In the foreground is GUI's outdoor amphitheatre built by volunteers. Bingyu explained how they had to lay all the stones in a line from smallest to biggest, so that they could be entered into a 3D software and virtually re-arranged to form 4 evenly spaced rows of curves. The volunteers then had to manually move them into place according to the 3D design. It is nothing less than a monument to human cooperation. It is human-friendly in scale. It leaves the individual feeling that they could be more than just a cog in a vast machine; it brings the deep nourishment of the village within hand's reach, and one can imagine it as a site of entertainment that no one has to pay for.
There is something about the human psyche that needs monuments. Turkey's Göbekli Tepe is considered to be humanity's oldest monument complex, dating over 11,000 years ago. It predates the rise of agriculture and fixed settlements. Most experts think it is a temple complex. Monuments give tangible shape to our deepest yearnings. They help organise our social behaviour. Which is why we must give some thought to what kinds of monuments we surround ourselves with, especially the youngest members of our communities, who will carry those imprints with them their entire lives.
Riane Eisler wrote about the need to shift culture away from a domination paradigm, in which we see vast concentrations of wealth and power, and towards a partnership paradigm, in which we form egalitatrian relationships of care and reciprocity. From this perspective, there is little difference between communism and capitalism, the big competing ideologies of the 20th century. They both operate from the domination paradigm.
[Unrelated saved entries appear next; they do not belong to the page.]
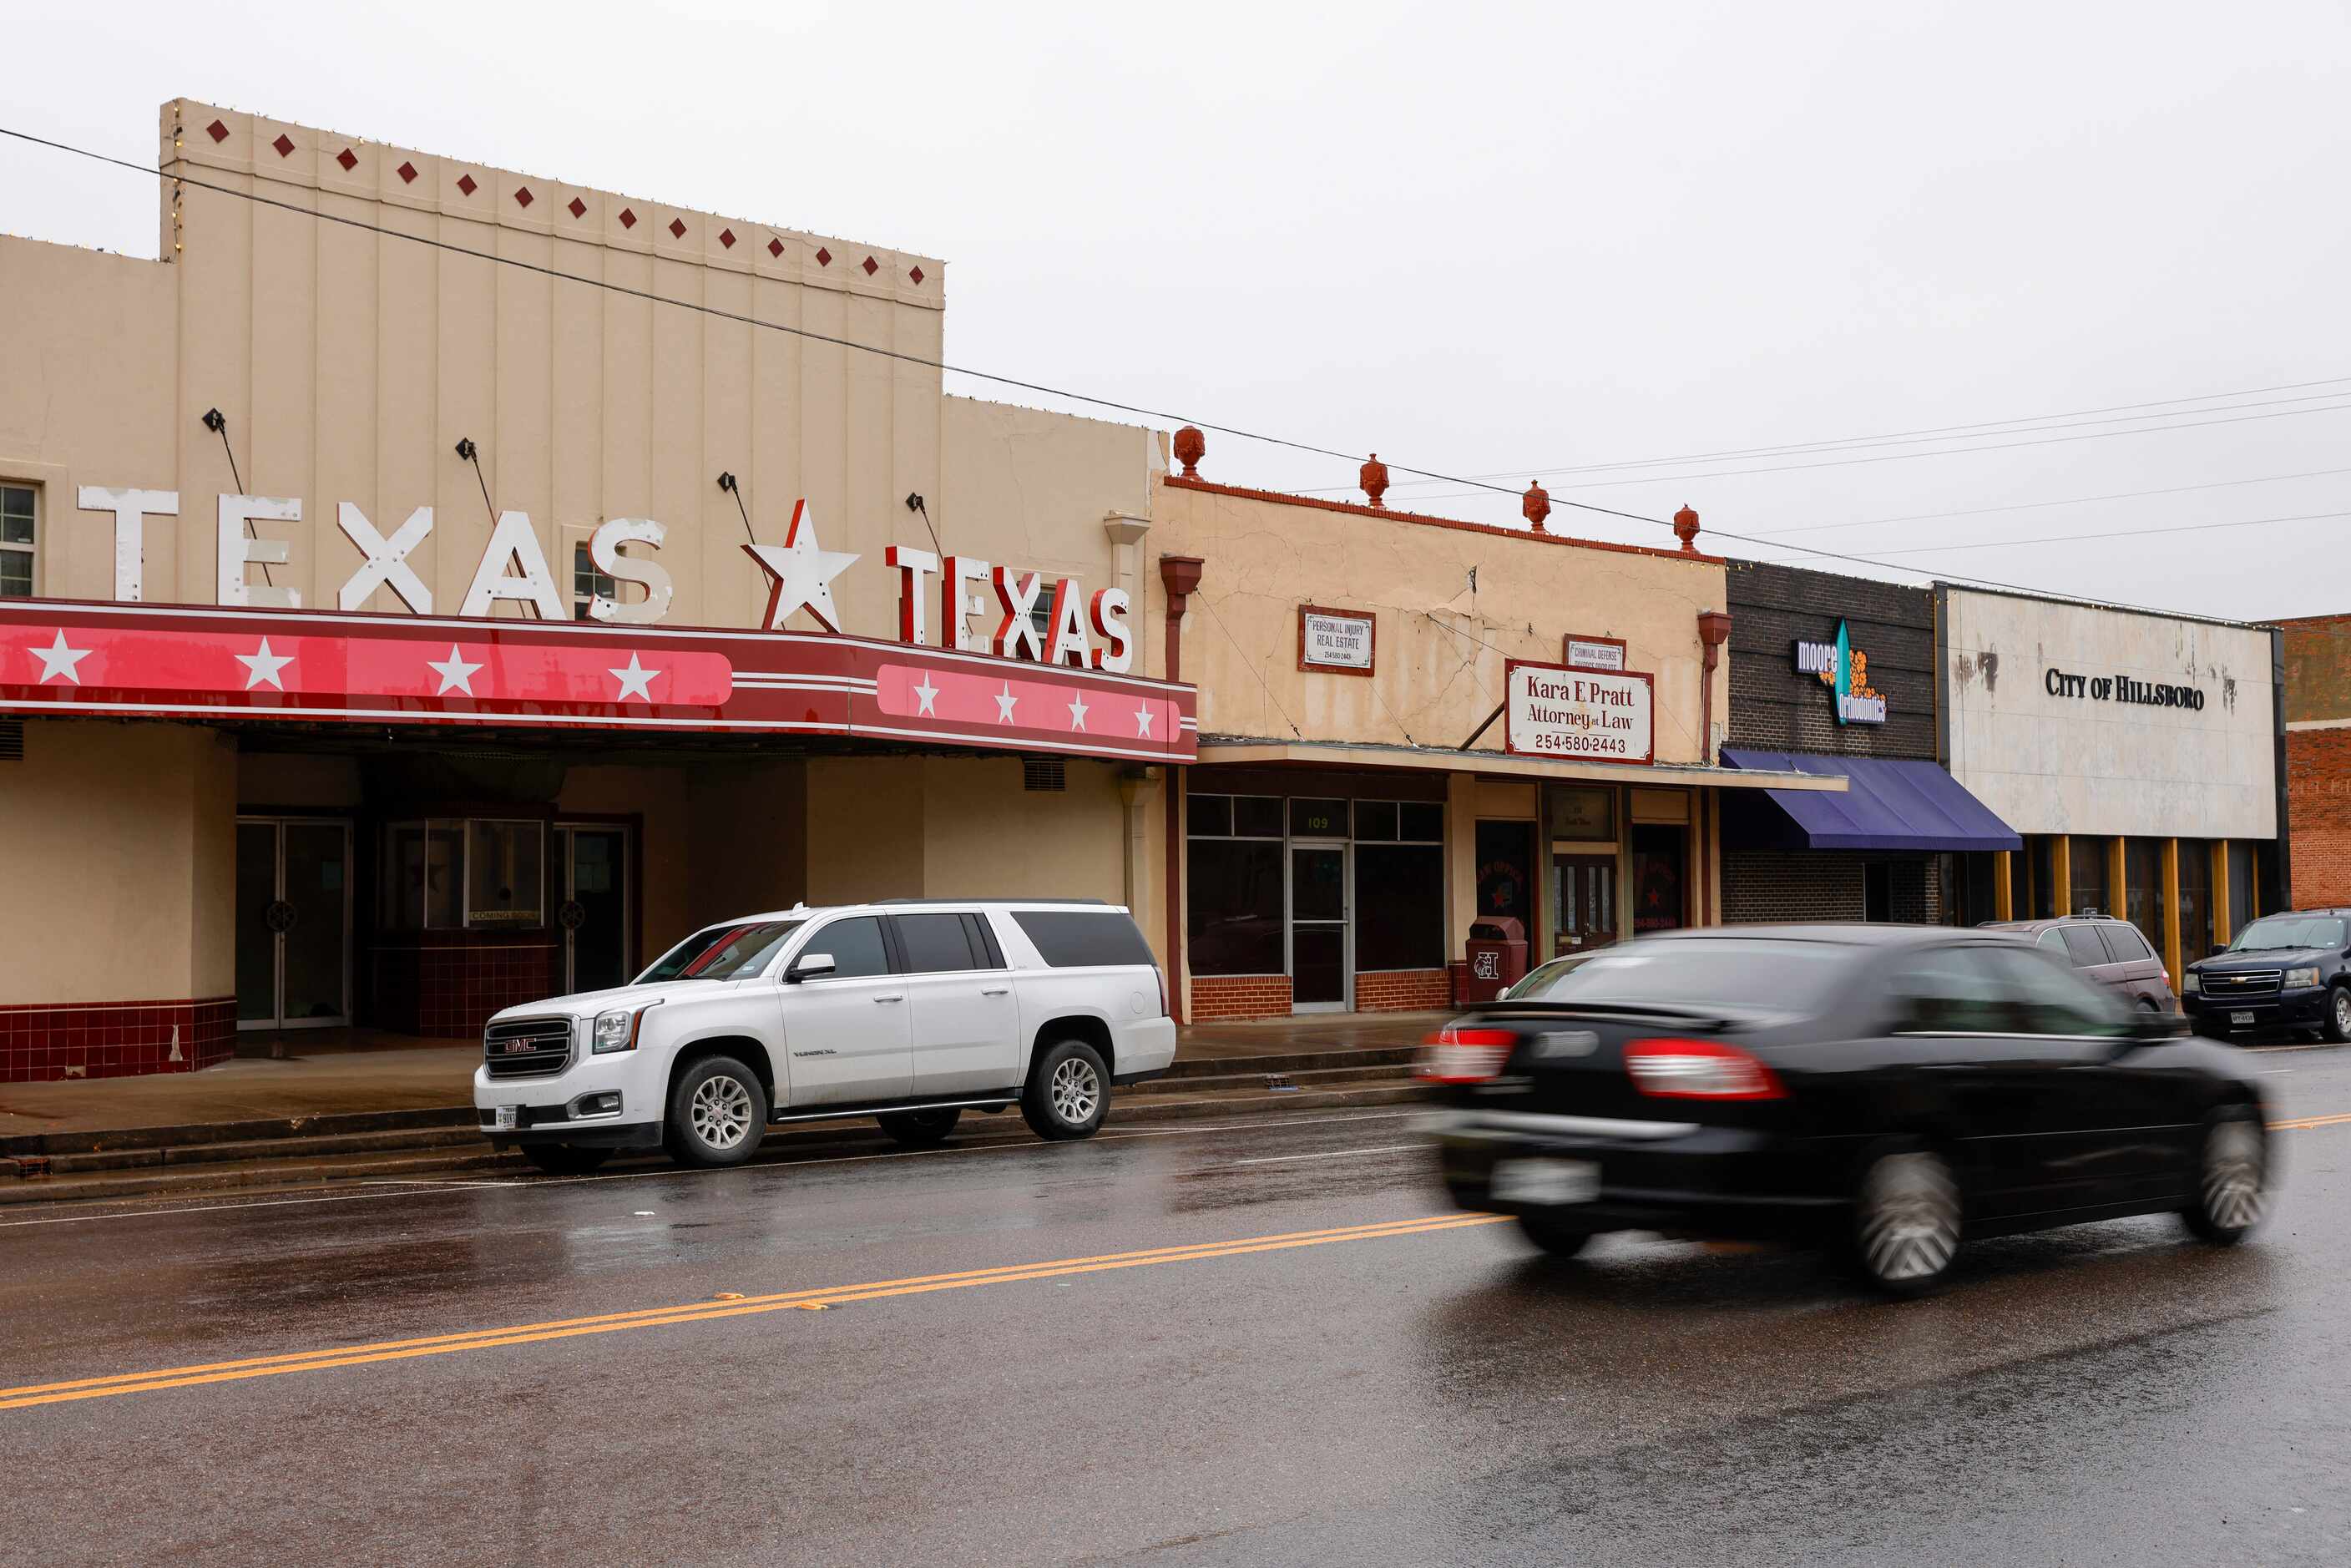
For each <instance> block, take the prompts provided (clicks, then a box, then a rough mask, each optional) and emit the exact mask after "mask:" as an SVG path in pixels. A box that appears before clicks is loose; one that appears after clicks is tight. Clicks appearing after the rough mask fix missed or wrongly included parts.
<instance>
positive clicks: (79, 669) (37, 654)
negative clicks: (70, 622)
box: [26, 630, 89, 686]
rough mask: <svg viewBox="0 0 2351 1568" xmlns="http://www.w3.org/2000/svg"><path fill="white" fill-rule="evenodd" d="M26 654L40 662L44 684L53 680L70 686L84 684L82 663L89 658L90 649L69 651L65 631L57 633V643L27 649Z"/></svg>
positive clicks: (59, 631) (40, 667)
mask: <svg viewBox="0 0 2351 1568" xmlns="http://www.w3.org/2000/svg"><path fill="white" fill-rule="evenodd" d="M26 654H31V656H33V658H38V661H40V679H42V684H47V682H52V679H63V682H66V684H68V686H80V684H82V661H85V658H89V649H68V646H66V632H63V630H59V632H56V642H52V644H49V646H45V649H26Z"/></svg>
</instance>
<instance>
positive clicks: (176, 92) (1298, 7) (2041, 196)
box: [0, 0, 2351, 618]
mask: <svg viewBox="0 0 2351 1568" xmlns="http://www.w3.org/2000/svg"><path fill="white" fill-rule="evenodd" d="M9 54H12V56H14V59H16V61H19V63H35V66H33V68H16V71H9V73H7V92H5V96H0V122H5V125H9V127H14V129H31V132H35V134H47V136H56V139H63V141H73V143H80V146H92V148H101V150H108V153H118V155H125V158H134V160H148V158H153V150H155V106H158V103H162V101H165V99H172V96H181V94H186V96H197V99H207V101H216V103H230V106H235V108H245V110H254V113H268V115H277V118H284V120H294V122H303V125H320V127H331V129H341V132H348V134H353V136H367V139H379V141H400V143H407V146H416V148H426V150H435V153H447V155H463V158H480V160H482V162H494V165H501V167H513V169H522V172H531V174H543V176H552V179H567V181H578V183H588V186H602V188H614V190H623V193H632V195H647V197H654V200H668V202H677V205H689V207H708V209H717V212H724V214H741V216H748V219H757V221H773V223H778V226H792V228H806V230H816V233H828V235H842V237H853V240H868V242H875V244H891V247H903V249H912V252H926V254H936V256H943V259H947V261H950V263H952V273H950V313H947V357H950V360H955V362H959V364H971V367H980V369H990V371H999V374H1009V376H1018V378H1027V381H1044V383H1053V386H1065V388H1074V390H1081V393H1093V395H1100V397H1112V400H1119V402H1133V404H1140V407H1152V409H1168V411H1176V414H1180V416H1190V418H1201V421H1215V423H1223V425H1234V428H1246V430H1260V433H1270V435H1284V437H1291V440H1300V442H1307V444H1317V447H1333V449H1340V451H1364V449H1378V451H1380V456H1382V458H1385V461H1387V463H1392V465H1394V468H1396V470H1401V468H1404V465H1415V468H1427V470H1436V473H1446V475H1472V477H1481V480H1483V477H1491V480H1495V482H1502V484H1509V487H1512V489H1519V487H1523V484H1526V482H1528V480H1535V477H1540V480H1545V484H1547V487H1549V489H1552V494H1554V501H1556V503H1561V505H1559V510H1556V512H1554V517H1552V522H1554V527H1561V529H1573V531H1582V534H1592V536H1601V538H1639V541H1648V543H1655V541H1660V538H1667V541H1669V536H1667V534H1662V529H1655V527H1646V524H1629V522H1615V520H1608V517H1596V515H1587V512H1570V510H1568V508H1566V505H1563V503H1566V501H1570V498H1573V501H1589V503H1596V505H1608V508H1620V510H1627V512H1641V515H1648V517H1667V515H1669V512H1672V510H1674V508H1676V505H1681V503H1683V501H1688V503H1690V505H1695V508H1697V510H1700V512H1702V517H1704V522H1707V527H1709V529H1719V531H1716V534H1712V538H1709V543H1712V545H1714V548H1716V550H1723V552H1742V555H1756V557H1768V559H1801V557H1796V555H1791V552H1787V550H1784V545H1787V543H1808V545H1817V548H1824V550H1848V552H1855V555H1871V557H1881V559H1886V562H1900V564H1907V567H1909V569H1914V571H1916V574H1921V576H1923V574H1935V571H1944V574H1977V576H1989V578H2003V581H2012V583H2027V585H2038V588H2050V590H2062V592H2081V595H2092V597H2111V599H2123V602H2139V604H2161V607H2175V609H2193V611H2203V614H2219V616H2245V618H2266V616H2280V614H2318V611H2342V609H2351V569H2346V567H2344V564H2342V562H2344V550H2342V543H2344V541H2346V538H2351V440H2346V437H2351V202H2346V190H2351V181H2346V169H2351V113H2346V103H2351V7H2346V5H2342V2H2339V0H2311V2H2292V0H2252V2H2248V5H2229V7H2219V5H2179V2H2170V0H2139V2H2135V5H2078V2H2052V0H2041V2H2034V5H1991V2H1982V0H1977V2H1972V5H1923V2H1918V0H1902V2H1897V5H1886V2H1883V0H1876V2H1862V5H1843V2H1836V5H1831V2H1822V0H1787V2H1780V5H1716V7H1702V5H1672V7H1662V5H1620V2H1608V5H1585V2H1580V0H1570V2H1563V5H1561V2H1554V5H1528V7H1502V5H1458V2H1455V5H1382V2H1378V0H1368V2H1366V0H1359V2H1357V5H1347V7H1328V5H1312V7H1310V5H1279V2H1274V5H1267V2H1265V0H1258V2H1255V5H1234V7H1225V5H1150V7H1138V5H1119V7H1110V5H1067V7H1060V5H1053V7H1046V5H990V7H978V5H950V7H931V5H917V2H912V0H893V2H889V5H875V2H872V0H860V2H856V5H837V7H828V5H790V2H769V5H731V2H717V0H691V2H677V0H668V2H665V5H658V7H654V5H597V2H595V0H574V2H569V5H560V7H527V5H447V7H442V5H411V2H404V5H397V7H367V9H360V7H350V9H348V12H346V9H341V7H315V5H287V2H284V0H275V2H270V5H230V2H214V5H209V7H200V9H190V7H186V5H169V7H165V5H127V2H108V5H103V7H45V9H42V14H38V16H16V19H12V21H9ZM150 183H153V181H146V183H143V181H141V179H139V176H134V174H125V172H108V169H101V167H96V165H87V162H78V160H71V158H61V155H56V153H47V150H38V148H26V146H19V143H0V228H5V230H12V233H24V235H35V237H42V240H61V242H73V244H96V247H106V249H120V252H132V254H148V256H150V254H155V209H158V207H155V193H153V188H150ZM2327 378H2332V383H2325V386H2302V383H2320V381H2327ZM950 390H964V393H978V395H999V397H1013V400H1018V402H1044V400H1039V397H1034V395H1025V393H1002V390H992V388H987V386H985V383H973V381H966V378H955V376H950ZM2158 400H2163V407H2158V409H2146V407H2128V409H2125V407H2121V404H2154V402H2158ZM2257 404H2259V407H2257ZM1067 407H1079V404H1067ZM2116 414H2125V416H2130V414H2161V418H2121V421H2116ZM2041 416H2059V418H2041ZM1994 421H2010V423H1998V425H1996V423H1994ZM2090 421H2104V423H2090ZM2052 423H2062V425H2067V428H2055V430H2052V428H2029V425H2052ZM1954 425H1977V428H1982V425H1994V428H1984V430H1970V433H1968V435H1965V440H1961V442H1954V440H1930V442H1907V444H1890V447H1888V444H1878V447H1838V449H1827V451H1822V449H1815V451H1787V454H1766V456H1737V458H1707V461H1672V463H1662V465H1650V468H1606V465H1625V463H1634V461H1643V458H1688V456H1690V454H1721V451H1754V449H1775V447H1796V444H1820V442H1843V440H1848V437H1876V435H1907V433H1918V430H1944V428H1954ZM2149 428H2154V433H2137V430H2149ZM2118 430H2130V435H2109V433H2118ZM2052 437H2062V440H2052ZM2081 437H2095V440H2081ZM2027 442H2029V444H2027ZM1954 444H1963V447H1994V444H1998V447H2001V449H1994V451H1977V454H1972V456H1918V454H1937V451H1947V449H1951V447H1954ZM1897 454H1900V456H1897ZM1855 458H1871V461H1855ZM1878 458H1893V461H1878ZM1751 468H1782V470H1784V473H1766V475H1756V473H1742V475H1730V473H1726V470H1751ZM2320 470H2339V473H2320ZM1204 473H1206V475H1208V477H1215V480H1227V482H1237V484H1265V487H1274V489H1324V491H1326V494H1352V489H1349V487H1352V484H1354V463H1352V461H1349V463H1338V461H1331V458H1317V456H1307V454H1298V451H1281V449H1277V447H1262V444H1253V442H1244V440H1239V437H1232V435H1215V433H1211V437H1208V458H1206V463H1204ZM2280 475H2309V477H2292V480H2288V477H2280ZM1394 480H1396V489H1392V491H1389V505H1413V508H1420V510H1434V512H1444V515H1453V517H1476V520H1491V522H1502V520H1509V522H1516V515H1519V505H1516V498H1514V496H1483V494H1479V491H1469V489H1465V487H1462V484H1451V482H1436V484H1413V482H1411V477H1408V475H1404V473H1396V475H1394ZM2123 491H2170V494H2146V496H2132V498H2109V496H2118V494H2123ZM2041 503H2059V505H2041ZM1994 508H2003V510H1994ZM1925 512H1944V515H1940V517H1921V515H1925ZM2327 512H2332V515H2327ZM2311 515H2320V517H2311ZM2262 517H2306V520H2302V522H2276V524H2257V527H2224V529H2210V527H2198V531H2177V534H2158V529H2186V527H2193V524H2222V522H2241V520H2262ZM1864 520H1897V522H1869V527H1836V529H1822V527H1820V524H1848V522H1864ZM1791 529H1808V531H1791ZM1730 531H1737V534H1749V536H1756V538H1761V536H1770V538H1773V541H1775V545H1780V548H1766V545H1761V543H1735V541H1728V538H1723V534H1730ZM2067 534H2099V536H2104V534H2123V536H2116V538H2090V541H2076V543H2036V541H2048V538H2052V536H2067ZM2020 541H2022V543H2020ZM1940 545H1970V548H1965V550H1937V548H1940ZM1918 550H1935V552H1930V555H1918ZM1895 552H1904V555H1895ZM1815 564H1829V567H1838V569H1853V571H1864V574H1874V576H1883V574H1881V571H1876V569H1871V567H1841V564H1836V562H1815Z"/></svg>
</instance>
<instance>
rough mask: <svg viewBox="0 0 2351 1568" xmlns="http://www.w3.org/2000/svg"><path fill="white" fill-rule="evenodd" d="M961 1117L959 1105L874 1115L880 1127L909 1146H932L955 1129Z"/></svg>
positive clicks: (933, 1148) (910, 1146)
mask: <svg viewBox="0 0 2351 1568" xmlns="http://www.w3.org/2000/svg"><path fill="white" fill-rule="evenodd" d="M962 1119H964V1112H962V1107H947V1110H893V1112H891V1114H886V1117H875V1121H879V1124H882V1131H884V1133H889V1135H891V1138H896V1140H898V1143H900V1145H905V1147H910V1150H936V1147H938V1145H943V1143H945V1140H947V1133H952V1131H955V1124H957V1121H962Z"/></svg>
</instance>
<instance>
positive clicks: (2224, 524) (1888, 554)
mask: <svg viewBox="0 0 2351 1568" xmlns="http://www.w3.org/2000/svg"><path fill="white" fill-rule="evenodd" d="M2327 517H2351V512H2297V515H2295V517H2238V520H2233V522H2184V524H2179V527H2170V529H2106V531H2102V534H2043V536H2041V538H1982V541H1975V543H1965V545H1914V548H1904V550H1881V552H1878V555H1944V552H1951V550H2020V548H2024V545H2069V543H2076V541H2083V538H2151V536H2156V534H2205V531H2210V529H2252V527H2259V524H2264V522H2320V520H2327ZM1782 548H1784V545H1782Z"/></svg>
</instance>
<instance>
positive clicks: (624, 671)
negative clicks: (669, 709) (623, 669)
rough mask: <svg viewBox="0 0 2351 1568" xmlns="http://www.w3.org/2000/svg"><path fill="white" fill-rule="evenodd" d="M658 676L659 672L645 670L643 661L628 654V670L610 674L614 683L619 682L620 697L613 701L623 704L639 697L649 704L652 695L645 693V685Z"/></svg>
mask: <svg viewBox="0 0 2351 1568" xmlns="http://www.w3.org/2000/svg"><path fill="white" fill-rule="evenodd" d="M658 675H661V670H647V668H644V661H639V658H637V656H635V654H630V656H628V668H625V670H614V672H611V677H614V679H616V682H621V696H618V698H614V701H618V703H625V701H628V698H630V696H639V698H644V701H647V703H651V701H654V693H651V691H647V684H649V682H654V679H656V677H658Z"/></svg>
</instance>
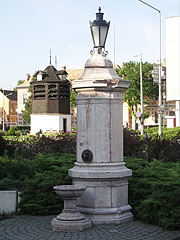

What's clear is that GUI's space is filled with monuments that belong within the partnership paradigm. It's estimated that about 150,000 volunteers have passed through GUI over the years. That is a consequential number. Each of one of those volunteers has been given a glimpse into the Imaginal, where a different world is possible. And each of those volunteers carries the seed of that possibility out into the world with them.